In the past, cover stories by Outlook have looked at MPs and MLAs who continue to remain so despite conviction.

Our cover story this week focuses on nonagenarians with a zest for life, aspiring to a perfect 100 score. Lily doesn’t make the mark by a few years, but she can lay claim to one thing: of investing her personal and professional energies in trying to clean up public life. Through her romance with law, she has kept her head firmly on her shoulders, coolly countering judges who occasionally ribbed her about her decision to remain single. “When one Supreme Court judge asked me why I hadn’t married, I retorted that the men I loved had either become judges or priests,” she says. She quietly confesses that she has read some 200 Mills & Boons romances.

Back in 2000, Lily was associated with another landmark case. This time for the rights of a woman whose husband had changed his faith to remarry. The courts held that a married man whose marriage is governed by the Hindu Marriage Act cannot marry once again merely by changing his religion unless his first marriage is dissolved or declared null and void.

Another case filed by Lily put the brakes on the practice of men converting to Islam to legalise their bigamy.

In many ways, the recent judgement of the Supreme Court is also the vindication of a cover story done by this magazine in 1998. Seventy-two politicians were identified by a panel as corrupt and unfit to contest in elections. Yet they were given tickets and they won. That has just become a little harder now with the court judgement. What did the recent petition claim and what does the judgement promise? Lily’s petition asked that Clause 8(4) of the Representation of the Peoples Act be removed because it allows sitting MPs and MLAs to continue as elected representatives even when they are convicted. Lily’s petition—and that of the voluntary group—argued that this safeguard is ultra vires to the Constitution of India. The court has struck down the clause to remove the anomaly: simply put, while convicted politicians were debarred from contesting elections, they could continue being legislators once elected! Now, the Supreme Court has ruled that MPs and MLAs, on conviction, will be immediately disqualified. Earlier they  were allowed three months to file an appeal. Now, they cannot. So, if for the sake of argument a Laloo Yadav, or Jayalalitha, who have cases pending before various courts, are convicted, they face immediate disqualification. They can continue to appeal against the decision in higher courts. “This,” says Anil Bairwal of the Association of Democratic Reforms, “will deter political parties from fielding chargesheeted politicians. Who knows, they might end up being convicted. Why would political parties give tickets to such people now?”

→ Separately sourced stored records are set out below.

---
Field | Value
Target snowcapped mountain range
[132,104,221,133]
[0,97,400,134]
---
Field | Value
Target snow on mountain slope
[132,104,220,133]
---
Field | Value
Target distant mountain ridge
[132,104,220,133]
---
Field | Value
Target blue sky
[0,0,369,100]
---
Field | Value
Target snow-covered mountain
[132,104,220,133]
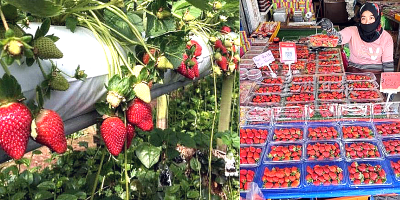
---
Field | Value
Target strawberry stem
[90,149,105,200]
[0,7,10,31]
[0,59,11,75]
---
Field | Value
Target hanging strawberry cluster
[210,26,240,75]
[0,74,67,159]
[177,40,202,80]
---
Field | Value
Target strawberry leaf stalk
[0,74,32,159]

But getting politicians acquitted is not without its share of problems. Often, the cases are a long-drawn-out affair, dragging on for years without a verdict. Vrinda Grover, a senior advocate at the Supreme Court, says, “The judgement should also pave the way for a legally tenable witness protection programme that allows witnesses to depose against politicians without fear.”

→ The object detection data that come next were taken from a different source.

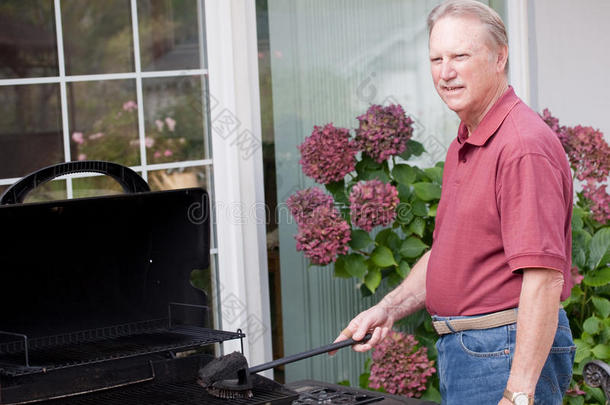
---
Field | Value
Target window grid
[0,0,210,196]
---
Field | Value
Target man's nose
[441,62,457,81]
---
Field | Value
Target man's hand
[330,303,394,355]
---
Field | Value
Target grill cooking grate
[0,319,244,377]
[39,381,298,405]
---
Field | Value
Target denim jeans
[432,309,576,405]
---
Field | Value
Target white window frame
[205,0,273,376]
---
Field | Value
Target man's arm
[335,250,432,352]
[500,269,563,405]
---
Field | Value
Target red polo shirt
[426,88,573,316]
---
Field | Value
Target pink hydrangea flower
[165,117,176,132]
[286,187,334,225]
[123,100,138,112]
[298,124,357,184]
[582,181,610,224]
[356,104,413,163]
[349,180,400,232]
[369,331,436,398]
[72,132,85,145]
[295,205,350,266]
[541,108,610,224]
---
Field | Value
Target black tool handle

Senior advocates like Manoj Goel also strike a note of caution when they say that politicians, like all citizens of the country, should have the right of appeal against a verdict and this should be exam­ined within a set time-frame, so that “when convicted, a politician will step down; and if he’s cleared on appeal, at least he won’t be tarnished for life.” Incidentally, there is a public interest litigation (PIL) pending before the court seeking fast-tracking of criminal cases pending against MLas and MPs.

While the judgement in Lily’s petition is a landmark, some doubts remain. How far will this go in cleaning the political stables? For the moment, Lily is happy and has already moved on to another case. This one has to do with elections to the gram panchayats. As she carefully underlines her argument, she issues the following invitation. “Come to me and let’s talk about cleaning up grassroots democracy.” There is a lot left to be done, as long as she can, Lily will keep on trying. And arguing.